Several online resources list ways parents can help steer their children toward honesty. The Good Men Project offers these tips:
- Be the lesson. Display honesty in everything you do. Don’t underestimate their understanding or try to make excuses for your bad behavior.
- Play detective. Kids lie because they want to make their parents happy – and to avoid punishment.
- Rock their star. Show your kids that being truthful matters by rewarding their honesty.
- Avoid emotional punishments. When putting rules in place it is very important to be consistent with kids, but also take a moment to relax before you decide on their fate.
- Build values and integrity into their DNA. The sooner you begin teaching kids values that make sense, the better off they’ll be. Each day we are given teachable moments, so use them early and often.
- Maintain perspective. Help kids realize that some things really aren’t that big of a deal and can be dealt with without conflict if they just talk to you openly.
- There are no enemy lines at home. Avoid showdowns and struggles for power.
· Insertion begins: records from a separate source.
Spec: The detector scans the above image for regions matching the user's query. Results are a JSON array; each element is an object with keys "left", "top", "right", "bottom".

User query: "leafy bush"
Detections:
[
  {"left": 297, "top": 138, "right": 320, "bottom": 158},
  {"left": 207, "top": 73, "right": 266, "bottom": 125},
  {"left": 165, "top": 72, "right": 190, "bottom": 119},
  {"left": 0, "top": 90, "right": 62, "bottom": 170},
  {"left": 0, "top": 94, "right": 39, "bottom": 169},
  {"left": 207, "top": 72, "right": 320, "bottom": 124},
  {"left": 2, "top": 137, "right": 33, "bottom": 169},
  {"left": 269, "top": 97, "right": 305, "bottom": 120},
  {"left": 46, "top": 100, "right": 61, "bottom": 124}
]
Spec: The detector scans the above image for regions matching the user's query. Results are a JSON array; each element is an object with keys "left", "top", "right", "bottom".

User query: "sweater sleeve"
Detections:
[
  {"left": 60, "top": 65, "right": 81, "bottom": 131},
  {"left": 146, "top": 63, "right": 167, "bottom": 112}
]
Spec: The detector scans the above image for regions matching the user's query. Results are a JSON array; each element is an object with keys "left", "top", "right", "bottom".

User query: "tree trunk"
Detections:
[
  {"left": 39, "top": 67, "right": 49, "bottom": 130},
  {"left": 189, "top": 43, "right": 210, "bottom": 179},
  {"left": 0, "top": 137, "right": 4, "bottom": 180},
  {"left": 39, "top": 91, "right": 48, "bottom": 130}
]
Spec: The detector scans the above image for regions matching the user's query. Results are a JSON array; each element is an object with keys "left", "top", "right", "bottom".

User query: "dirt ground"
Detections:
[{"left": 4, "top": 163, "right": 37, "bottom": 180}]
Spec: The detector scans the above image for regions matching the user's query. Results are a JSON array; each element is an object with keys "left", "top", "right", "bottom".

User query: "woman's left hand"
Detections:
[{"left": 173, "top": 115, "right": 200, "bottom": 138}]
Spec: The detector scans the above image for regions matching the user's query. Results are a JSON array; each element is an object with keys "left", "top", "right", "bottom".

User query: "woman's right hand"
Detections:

As parents, you are head of state, but you don’t have to shine a spotlight like they are in an interrogation room.
- Innocent until proven guilty. No matter how many times your child has lied to you, remember they’ve probably told the truth more often than they’ve lied. Don’t rush to judgment.
- Know when the issue becomes a real problem. Childhood lying is one thing, but deception and manipulation are another. If you feel in your gut that it’s a real problem, don’t be afraid to seek professional help for you and your family.
Donaldson agrees that lessons about honesty, trust and dependability can begin at birth. “Be consistent with rules and discipline and be honest about the reasons why,” he advises. “Being forthcoming at an early age and being authentic with them teaches them to do the same.”
Sometimes children will lie to avoid punishment, so it’s important for parents to reassure them that though they made mistakes, their parents still love them.
“Telling the truth takes courage,” notes Deborah Farmer Kris, an associate at Boston University’s Center for Character and Responsibility. “When kids are honest, they are choosing to be brave – and kids want to see themselves as honest and brave.”